The factorization method developed
by Tomasi and Kanade [1] is based on the principle that the measurement
matrix has rank 3 when the camera model has an orthographic projection.
Poelman and Kanade [2] have shown that this result is also applicable for
the scaled orthographic model and the paraperspective model.
In this project, we showed that both perspective approximation models recovered the camera depth up to a scale factor, and recovered the scene object closer to its true shape. However, the paraperspective is much more difficult to be used in that it is more dependent on good data. This explains the requeriment of using synthetic data in this project. If desired data is obtained, the paraperspective assumption should be more robust for image sequences in which the object translates significantly toward or away from the camera. For our real data experiments, the Factorization method itself performed satisfactorily. This once more proves that this method can effectively be used in many tasks that deal with shape and motion from image sequences.
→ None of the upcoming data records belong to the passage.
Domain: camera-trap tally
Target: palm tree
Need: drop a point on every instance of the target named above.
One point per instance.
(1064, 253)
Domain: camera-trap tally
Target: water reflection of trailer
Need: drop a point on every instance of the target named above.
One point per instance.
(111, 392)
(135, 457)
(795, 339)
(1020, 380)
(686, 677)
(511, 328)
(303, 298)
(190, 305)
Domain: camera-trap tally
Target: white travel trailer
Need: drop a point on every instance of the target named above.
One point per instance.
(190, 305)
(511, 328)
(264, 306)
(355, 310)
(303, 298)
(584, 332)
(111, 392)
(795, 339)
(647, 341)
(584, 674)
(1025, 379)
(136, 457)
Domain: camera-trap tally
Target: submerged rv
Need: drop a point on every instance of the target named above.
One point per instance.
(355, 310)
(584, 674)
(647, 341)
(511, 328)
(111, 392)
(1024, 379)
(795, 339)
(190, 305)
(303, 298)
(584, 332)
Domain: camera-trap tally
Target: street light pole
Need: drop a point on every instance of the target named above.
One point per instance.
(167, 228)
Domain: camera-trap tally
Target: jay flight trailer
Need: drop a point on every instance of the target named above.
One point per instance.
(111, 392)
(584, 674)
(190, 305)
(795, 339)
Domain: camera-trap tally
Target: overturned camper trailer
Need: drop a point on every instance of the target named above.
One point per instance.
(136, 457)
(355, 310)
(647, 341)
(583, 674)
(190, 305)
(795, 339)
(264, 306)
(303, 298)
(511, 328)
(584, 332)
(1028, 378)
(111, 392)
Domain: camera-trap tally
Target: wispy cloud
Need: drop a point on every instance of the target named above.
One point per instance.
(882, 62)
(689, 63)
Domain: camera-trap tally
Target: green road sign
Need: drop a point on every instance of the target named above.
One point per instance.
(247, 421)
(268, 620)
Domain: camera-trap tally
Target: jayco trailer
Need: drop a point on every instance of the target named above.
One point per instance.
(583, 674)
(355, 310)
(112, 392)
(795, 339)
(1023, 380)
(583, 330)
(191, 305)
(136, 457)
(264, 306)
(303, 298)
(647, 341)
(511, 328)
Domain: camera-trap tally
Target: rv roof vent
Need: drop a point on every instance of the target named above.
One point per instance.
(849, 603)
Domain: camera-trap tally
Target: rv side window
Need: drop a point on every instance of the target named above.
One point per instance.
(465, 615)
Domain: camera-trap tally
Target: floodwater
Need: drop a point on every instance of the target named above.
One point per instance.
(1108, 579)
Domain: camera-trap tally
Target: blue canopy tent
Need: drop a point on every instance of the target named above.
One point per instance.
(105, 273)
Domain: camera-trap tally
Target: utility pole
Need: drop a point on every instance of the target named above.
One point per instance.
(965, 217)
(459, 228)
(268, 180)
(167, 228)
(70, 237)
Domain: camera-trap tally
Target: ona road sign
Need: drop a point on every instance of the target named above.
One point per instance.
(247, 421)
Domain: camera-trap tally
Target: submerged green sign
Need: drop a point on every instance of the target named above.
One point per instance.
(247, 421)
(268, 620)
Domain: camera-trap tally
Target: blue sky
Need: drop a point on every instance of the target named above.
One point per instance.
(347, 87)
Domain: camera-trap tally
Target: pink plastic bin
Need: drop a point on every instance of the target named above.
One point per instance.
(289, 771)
In this attempt to implement the procedure
of occlusion, we recovered around 97-98% of the whole matrix of features
and frames (W) when we had 250 points and 160 frames. This implementation
still left unknown the rest (around 2%). Better results are obtained when
we have a reasonable number of frames and points. Also, a heuristic is
needed in order to choose the points that satisfy the reconstruction condition
and that are related to a missing point. The problem of the singularity
of the rotation (R) and shape (S) matrices still has to be handled more
accurately. Further research is needed in this area in order to be less
dependent of the condition that the matrices R and S (and their intermediates)
impose in the process of reconstruction.